Problem: Word Ladder

Question

Given two words (beginWord and endWord), and a dictionary’s word list, find the length of shortest transformation sequence from beginWord to endWord, such that:

Only one letter can be changed at a time.
Each transformed word must exist in the word list. Note that beginWord is not a transformed word.

For example,

Given: beginWord = "hit" endWord = "cog" wordList = ["hot","dot","dog","lot","log","cog"] As one shortest transformation is "hit" -> "hot" -> "dot" -> "dog" -> "cog", return its length 5.

Note:

Return 0 if there is no such transformation sequence.
All words have the same length.
All words contain only lowercase alphabetic characters.
You may assume no duplicates in the word list.
You may assume beginWord and endWord are non-empty and are not the same.

Solution

In this problem, we could construct a directed graph based on the wordList.

Each node in the graph represents a word.
Each edge from A to B represents that the word in B can be transformed from A.

Then the problem can be translated to: Given the graph, find the length of the shortest path from beginWord to endWord.

Finding the shortest path can be resolved by the Breadth First Search (BFS) algorithm.
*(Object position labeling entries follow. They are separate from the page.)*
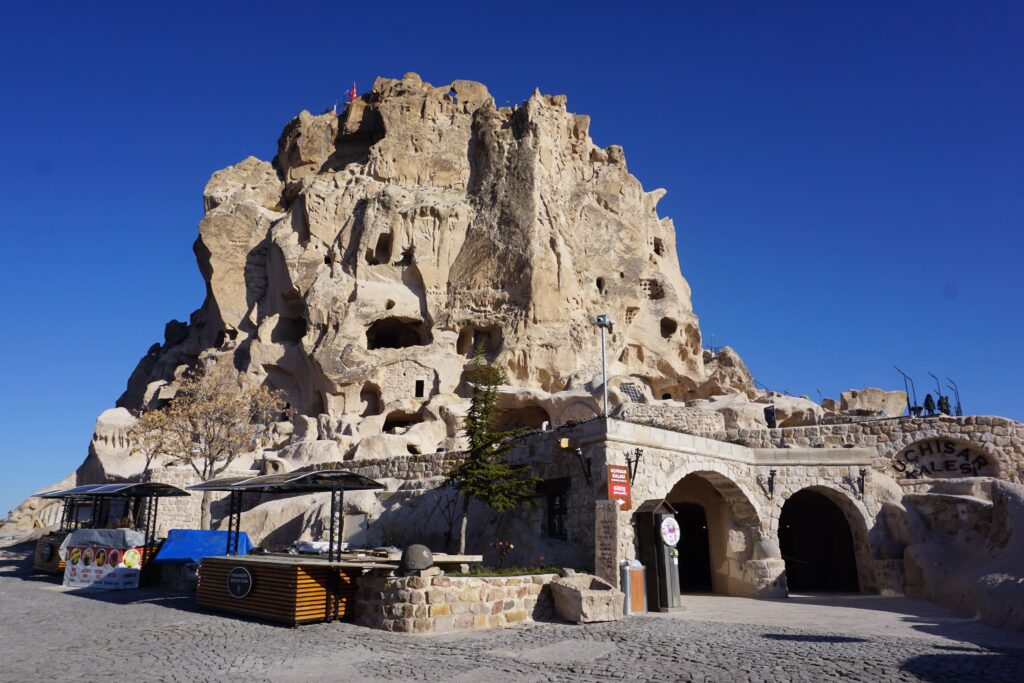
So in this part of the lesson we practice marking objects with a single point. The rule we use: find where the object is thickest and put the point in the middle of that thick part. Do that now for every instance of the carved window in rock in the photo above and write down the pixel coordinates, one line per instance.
(396, 333)
(669, 327)
(370, 396)
(652, 289)
(632, 391)
(556, 494)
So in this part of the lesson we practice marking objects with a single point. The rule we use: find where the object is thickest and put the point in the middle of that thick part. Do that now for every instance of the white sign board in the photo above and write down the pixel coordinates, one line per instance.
(670, 530)
(116, 568)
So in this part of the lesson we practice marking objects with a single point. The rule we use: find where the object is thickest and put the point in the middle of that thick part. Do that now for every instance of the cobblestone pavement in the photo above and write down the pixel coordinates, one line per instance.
(54, 633)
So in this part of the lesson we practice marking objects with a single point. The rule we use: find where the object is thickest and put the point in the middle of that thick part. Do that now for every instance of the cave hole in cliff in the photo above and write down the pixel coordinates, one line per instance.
(382, 252)
(652, 289)
(471, 336)
(816, 544)
(669, 327)
(527, 417)
(289, 330)
(396, 333)
(397, 422)
(370, 397)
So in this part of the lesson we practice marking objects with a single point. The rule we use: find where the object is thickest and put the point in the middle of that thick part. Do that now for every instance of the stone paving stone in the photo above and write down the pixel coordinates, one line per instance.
(47, 632)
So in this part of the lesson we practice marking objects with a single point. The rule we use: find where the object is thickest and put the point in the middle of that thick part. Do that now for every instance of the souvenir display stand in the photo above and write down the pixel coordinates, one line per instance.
(290, 589)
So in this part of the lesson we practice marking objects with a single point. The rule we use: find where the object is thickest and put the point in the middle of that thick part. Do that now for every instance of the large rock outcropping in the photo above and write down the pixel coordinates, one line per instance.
(360, 268)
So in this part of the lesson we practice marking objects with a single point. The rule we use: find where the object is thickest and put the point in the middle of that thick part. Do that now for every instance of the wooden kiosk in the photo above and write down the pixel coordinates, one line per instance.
(107, 505)
(291, 589)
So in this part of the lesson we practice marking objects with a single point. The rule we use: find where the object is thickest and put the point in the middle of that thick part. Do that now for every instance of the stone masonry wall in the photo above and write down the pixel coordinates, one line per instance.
(1000, 437)
(424, 604)
(673, 416)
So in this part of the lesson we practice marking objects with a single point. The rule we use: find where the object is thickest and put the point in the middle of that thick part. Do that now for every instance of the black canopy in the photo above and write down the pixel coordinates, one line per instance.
(293, 482)
(137, 489)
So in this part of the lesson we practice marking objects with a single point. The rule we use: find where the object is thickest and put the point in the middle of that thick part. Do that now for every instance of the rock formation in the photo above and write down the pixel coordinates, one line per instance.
(360, 268)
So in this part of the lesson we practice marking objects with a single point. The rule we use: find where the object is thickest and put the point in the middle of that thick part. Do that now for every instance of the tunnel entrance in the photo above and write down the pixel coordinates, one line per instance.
(694, 549)
(816, 545)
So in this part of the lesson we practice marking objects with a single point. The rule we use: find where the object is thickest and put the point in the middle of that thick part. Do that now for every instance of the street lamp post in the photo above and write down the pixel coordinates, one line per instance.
(604, 323)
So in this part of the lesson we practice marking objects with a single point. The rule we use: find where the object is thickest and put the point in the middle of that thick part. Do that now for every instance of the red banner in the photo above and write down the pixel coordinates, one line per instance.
(619, 486)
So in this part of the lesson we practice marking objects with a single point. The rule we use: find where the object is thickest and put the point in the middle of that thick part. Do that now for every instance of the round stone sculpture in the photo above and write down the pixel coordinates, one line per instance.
(417, 557)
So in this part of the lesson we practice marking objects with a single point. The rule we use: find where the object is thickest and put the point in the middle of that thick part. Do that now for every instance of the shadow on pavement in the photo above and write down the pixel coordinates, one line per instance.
(813, 638)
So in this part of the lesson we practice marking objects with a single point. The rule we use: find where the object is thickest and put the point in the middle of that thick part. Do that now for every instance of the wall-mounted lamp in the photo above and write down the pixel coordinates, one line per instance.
(634, 464)
(768, 483)
(584, 464)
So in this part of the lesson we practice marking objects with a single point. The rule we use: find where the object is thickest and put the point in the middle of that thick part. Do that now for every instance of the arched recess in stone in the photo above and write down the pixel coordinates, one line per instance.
(732, 528)
(857, 518)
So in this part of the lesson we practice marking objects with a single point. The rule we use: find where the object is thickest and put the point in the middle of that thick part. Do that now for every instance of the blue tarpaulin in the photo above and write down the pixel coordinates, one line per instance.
(186, 545)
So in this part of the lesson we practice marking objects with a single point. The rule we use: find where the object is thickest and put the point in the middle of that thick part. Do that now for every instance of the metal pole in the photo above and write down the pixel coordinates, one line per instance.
(952, 385)
(906, 390)
(604, 374)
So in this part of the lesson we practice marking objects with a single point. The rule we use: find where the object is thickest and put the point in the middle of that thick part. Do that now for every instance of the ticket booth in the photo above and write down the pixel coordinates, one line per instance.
(657, 535)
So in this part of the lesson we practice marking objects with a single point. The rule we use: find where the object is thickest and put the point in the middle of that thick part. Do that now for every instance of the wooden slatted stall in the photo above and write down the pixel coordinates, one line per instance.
(289, 590)
(47, 556)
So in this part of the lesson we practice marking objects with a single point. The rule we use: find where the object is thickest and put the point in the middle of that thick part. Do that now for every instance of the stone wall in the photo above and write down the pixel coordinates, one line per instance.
(1000, 437)
(423, 604)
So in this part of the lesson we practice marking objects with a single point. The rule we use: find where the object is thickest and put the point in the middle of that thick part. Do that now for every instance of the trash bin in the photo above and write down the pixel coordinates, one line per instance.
(634, 586)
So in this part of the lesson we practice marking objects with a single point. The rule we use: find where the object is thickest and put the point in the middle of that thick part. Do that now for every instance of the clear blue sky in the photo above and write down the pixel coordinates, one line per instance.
(846, 177)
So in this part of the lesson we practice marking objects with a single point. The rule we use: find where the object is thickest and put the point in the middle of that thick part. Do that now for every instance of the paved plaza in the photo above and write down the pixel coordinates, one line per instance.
(49, 632)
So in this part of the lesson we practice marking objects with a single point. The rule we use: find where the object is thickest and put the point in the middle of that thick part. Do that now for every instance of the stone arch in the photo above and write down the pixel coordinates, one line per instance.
(858, 519)
(731, 528)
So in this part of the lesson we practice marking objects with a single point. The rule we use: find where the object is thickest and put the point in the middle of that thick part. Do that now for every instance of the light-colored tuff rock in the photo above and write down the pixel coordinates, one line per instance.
(360, 268)
(873, 399)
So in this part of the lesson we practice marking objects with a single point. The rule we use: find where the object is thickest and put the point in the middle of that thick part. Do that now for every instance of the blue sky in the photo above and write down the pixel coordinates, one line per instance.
(845, 177)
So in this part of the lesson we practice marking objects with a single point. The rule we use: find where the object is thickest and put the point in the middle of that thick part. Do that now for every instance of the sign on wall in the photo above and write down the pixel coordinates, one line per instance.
(943, 458)
(619, 486)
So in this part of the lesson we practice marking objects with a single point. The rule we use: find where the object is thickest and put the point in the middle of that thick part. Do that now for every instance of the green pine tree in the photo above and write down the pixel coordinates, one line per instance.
(485, 474)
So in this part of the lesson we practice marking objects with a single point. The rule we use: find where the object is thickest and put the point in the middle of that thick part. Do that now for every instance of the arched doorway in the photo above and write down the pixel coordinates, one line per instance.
(817, 545)
(717, 531)
(694, 556)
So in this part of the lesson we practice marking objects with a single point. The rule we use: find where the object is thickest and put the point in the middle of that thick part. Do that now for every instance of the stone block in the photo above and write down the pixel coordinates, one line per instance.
(517, 615)
(583, 598)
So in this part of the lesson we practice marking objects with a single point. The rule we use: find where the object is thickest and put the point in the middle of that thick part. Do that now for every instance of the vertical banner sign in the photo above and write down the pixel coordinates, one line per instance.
(619, 486)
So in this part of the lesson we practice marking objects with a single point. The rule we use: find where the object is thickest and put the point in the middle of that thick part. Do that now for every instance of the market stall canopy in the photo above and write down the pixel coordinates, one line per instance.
(137, 489)
(293, 482)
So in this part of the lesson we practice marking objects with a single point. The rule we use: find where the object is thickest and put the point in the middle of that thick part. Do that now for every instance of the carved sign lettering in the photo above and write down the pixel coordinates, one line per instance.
(942, 458)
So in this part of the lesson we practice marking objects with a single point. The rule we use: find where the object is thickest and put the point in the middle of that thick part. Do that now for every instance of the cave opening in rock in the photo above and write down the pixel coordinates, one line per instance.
(396, 333)
(370, 397)
(382, 252)
(816, 544)
(471, 337)
(527, 417)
However, to find the length of the shortest path, we need to modify the standard BFS slightly. Please check the comment in the code for details.
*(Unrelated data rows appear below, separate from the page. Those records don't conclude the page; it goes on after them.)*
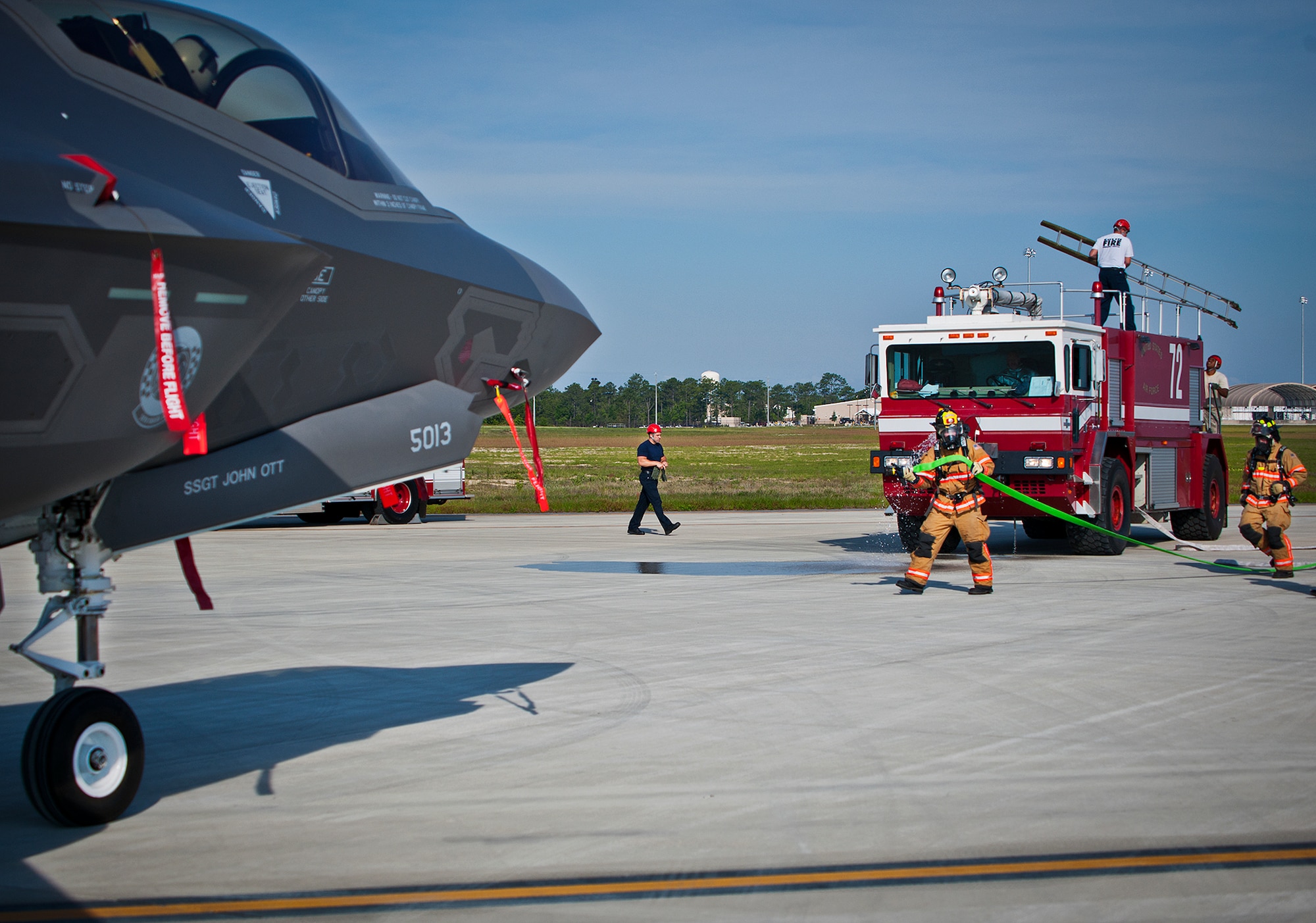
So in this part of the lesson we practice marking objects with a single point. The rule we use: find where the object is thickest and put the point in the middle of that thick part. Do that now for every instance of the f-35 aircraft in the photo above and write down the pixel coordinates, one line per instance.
(220, 299)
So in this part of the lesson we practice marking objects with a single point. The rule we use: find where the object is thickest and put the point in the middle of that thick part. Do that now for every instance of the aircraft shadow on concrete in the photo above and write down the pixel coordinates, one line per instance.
(205, 732)
(718, 568)
(294, 522)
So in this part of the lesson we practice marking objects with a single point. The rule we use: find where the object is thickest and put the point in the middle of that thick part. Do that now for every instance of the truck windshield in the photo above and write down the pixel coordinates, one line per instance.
(978, 368)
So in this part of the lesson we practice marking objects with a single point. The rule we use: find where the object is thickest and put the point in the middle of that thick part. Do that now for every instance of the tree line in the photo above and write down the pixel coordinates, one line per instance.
(685, 401)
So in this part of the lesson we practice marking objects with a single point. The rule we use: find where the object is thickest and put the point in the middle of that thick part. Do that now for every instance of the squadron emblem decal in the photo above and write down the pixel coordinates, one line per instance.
(261, 191)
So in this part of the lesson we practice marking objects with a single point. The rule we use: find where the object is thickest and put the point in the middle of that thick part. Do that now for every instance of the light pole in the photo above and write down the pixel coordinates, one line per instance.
(1302, 307)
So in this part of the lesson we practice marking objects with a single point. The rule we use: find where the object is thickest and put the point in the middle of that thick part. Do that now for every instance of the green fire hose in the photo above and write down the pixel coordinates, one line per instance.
(1085, 524)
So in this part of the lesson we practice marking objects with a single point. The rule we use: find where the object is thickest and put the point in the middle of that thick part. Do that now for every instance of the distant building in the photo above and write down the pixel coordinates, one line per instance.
(1286, 400)
(847, 413)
Get Adjacent Words of a Node

There are different ways to achieve this. One way is to traverse each node in the list and collect the words if they are adjacent. To check if two words are adjacent, we need to compare the two words letter by letter. If the word list has n words and each word has l letters, the time complexity will be O(n x l).
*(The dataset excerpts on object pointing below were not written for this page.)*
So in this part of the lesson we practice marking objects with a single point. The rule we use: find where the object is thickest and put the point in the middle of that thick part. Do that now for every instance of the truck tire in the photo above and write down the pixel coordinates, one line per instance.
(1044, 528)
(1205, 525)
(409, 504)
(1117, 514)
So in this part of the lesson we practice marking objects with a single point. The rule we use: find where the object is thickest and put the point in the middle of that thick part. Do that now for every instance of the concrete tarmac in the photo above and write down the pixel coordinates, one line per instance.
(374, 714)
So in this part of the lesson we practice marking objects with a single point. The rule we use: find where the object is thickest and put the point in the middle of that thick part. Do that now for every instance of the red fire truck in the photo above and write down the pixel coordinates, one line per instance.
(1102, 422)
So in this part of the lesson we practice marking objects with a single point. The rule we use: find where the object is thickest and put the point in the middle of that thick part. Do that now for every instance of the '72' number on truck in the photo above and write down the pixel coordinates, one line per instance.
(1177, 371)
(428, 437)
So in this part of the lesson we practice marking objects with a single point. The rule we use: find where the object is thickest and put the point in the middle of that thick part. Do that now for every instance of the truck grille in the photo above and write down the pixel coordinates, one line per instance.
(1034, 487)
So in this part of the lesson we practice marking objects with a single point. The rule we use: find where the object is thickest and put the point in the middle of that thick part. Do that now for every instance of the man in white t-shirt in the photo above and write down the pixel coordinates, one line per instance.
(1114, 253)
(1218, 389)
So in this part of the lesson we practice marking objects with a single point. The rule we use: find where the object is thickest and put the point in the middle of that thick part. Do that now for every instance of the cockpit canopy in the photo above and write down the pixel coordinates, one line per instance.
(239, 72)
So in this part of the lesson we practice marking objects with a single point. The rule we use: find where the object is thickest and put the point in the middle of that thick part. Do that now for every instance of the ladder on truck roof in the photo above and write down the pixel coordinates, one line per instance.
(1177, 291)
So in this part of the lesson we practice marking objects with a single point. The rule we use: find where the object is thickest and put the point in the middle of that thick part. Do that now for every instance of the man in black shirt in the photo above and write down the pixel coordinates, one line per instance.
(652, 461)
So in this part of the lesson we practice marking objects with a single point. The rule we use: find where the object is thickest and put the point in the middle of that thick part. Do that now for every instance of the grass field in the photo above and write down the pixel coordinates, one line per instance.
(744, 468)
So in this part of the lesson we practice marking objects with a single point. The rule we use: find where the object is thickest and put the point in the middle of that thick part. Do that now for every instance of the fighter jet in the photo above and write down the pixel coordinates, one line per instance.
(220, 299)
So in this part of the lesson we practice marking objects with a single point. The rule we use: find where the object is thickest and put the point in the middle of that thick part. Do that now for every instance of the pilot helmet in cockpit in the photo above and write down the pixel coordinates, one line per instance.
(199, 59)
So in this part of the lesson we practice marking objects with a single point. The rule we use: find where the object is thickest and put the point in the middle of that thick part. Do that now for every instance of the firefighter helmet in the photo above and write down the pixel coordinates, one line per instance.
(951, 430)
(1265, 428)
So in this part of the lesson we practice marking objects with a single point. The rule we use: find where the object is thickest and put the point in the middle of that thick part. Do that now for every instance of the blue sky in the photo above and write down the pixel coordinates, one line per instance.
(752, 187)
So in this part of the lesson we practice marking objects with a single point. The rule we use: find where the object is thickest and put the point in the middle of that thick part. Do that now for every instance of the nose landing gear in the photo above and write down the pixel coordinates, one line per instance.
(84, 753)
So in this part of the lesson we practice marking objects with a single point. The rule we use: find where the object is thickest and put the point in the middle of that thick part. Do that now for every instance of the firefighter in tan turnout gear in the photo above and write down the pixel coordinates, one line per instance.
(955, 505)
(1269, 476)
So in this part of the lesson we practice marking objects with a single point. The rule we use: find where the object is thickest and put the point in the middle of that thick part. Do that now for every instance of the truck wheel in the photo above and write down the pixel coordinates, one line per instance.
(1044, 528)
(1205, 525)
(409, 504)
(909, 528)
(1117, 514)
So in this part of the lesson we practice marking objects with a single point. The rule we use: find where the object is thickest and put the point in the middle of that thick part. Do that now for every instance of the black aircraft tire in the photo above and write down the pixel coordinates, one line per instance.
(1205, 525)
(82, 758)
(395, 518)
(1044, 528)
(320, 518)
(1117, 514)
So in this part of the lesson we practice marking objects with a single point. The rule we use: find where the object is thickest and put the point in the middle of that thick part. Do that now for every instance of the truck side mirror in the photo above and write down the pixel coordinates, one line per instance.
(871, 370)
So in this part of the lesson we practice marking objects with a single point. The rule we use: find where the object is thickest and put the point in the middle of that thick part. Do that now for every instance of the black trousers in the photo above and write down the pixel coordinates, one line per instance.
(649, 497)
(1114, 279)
A more efficient way to do this is by changing each letter of the source node from a to z, and see if the result word is in the word list. If we construct the word list to a set initially, search the transformed word in the word set is an O(1) operation. And the overall time complexity becomes O(26 x l) x O(1) = O(l). The following code uses this method.

Every time we reach a node, we need to remove it from the list to make sure we won’t come back to the word again if the word is adjacent to a farther word.

Code

Here is a sample solution.

class Solution {
    public int ladderLength(String beginWord, String endWord, List<String> wordList) {
        Set<String> wordSet = new HashSet<String>(wordList);
        Queue<String> q = new LinkedList();
        q.add(beginWord);

        int distance = 1;
        while(!q.isEmpty()) {
            distance ++;
            int size = q.size();

            // Make sure all the nodes in the queue now
            // have the same distance, to the beginWord node.
            // Traverse all the nodes of the current level,
            // add their next adjacent nodes to the queue. After
            // the loop, all the nodes will be distance+1 steps
            // from beginWord
            for(int i=1; i<=size; i++) {
                String w = q.poll();
                List<String> adjacentWords = getAdjacentWords(w, wordSet);
                for(String adjWord : adjacentWords) {
                    wordSet.remove(adjWord);
                    if(adjWord.equals(endWord)) return distance;
                    q.add(adjWord);
                }
            }
        }

        return 0;
    }

    private List<String> getAdjacentWords(String word, Set wordSet) {
        List<String> adjWords = new ArrayList<String>();
        char[] chars = word.toCharArray();
        for(int i=0; i<chars.length; i++) {
            char origin = chars[i];
            for(char c='a'; c<='z'; c++) {
                if(c == origin) continue;
                chars[i] = c;
                String adjWord = String.valueOf(chars);
                if(wordSet.contains(adjWord)) {
                    adjWords.add(adjWord);
                }
            }
            chars[i] = origin;
        }

        return adjWords;
    }
}

Performance

Suppose we have n words in the graph. For the BFS, the time complexity is O(n). Looking up for the adjacent nodes for each node is an O(l) operation. So the overrall complexity is O(n*l).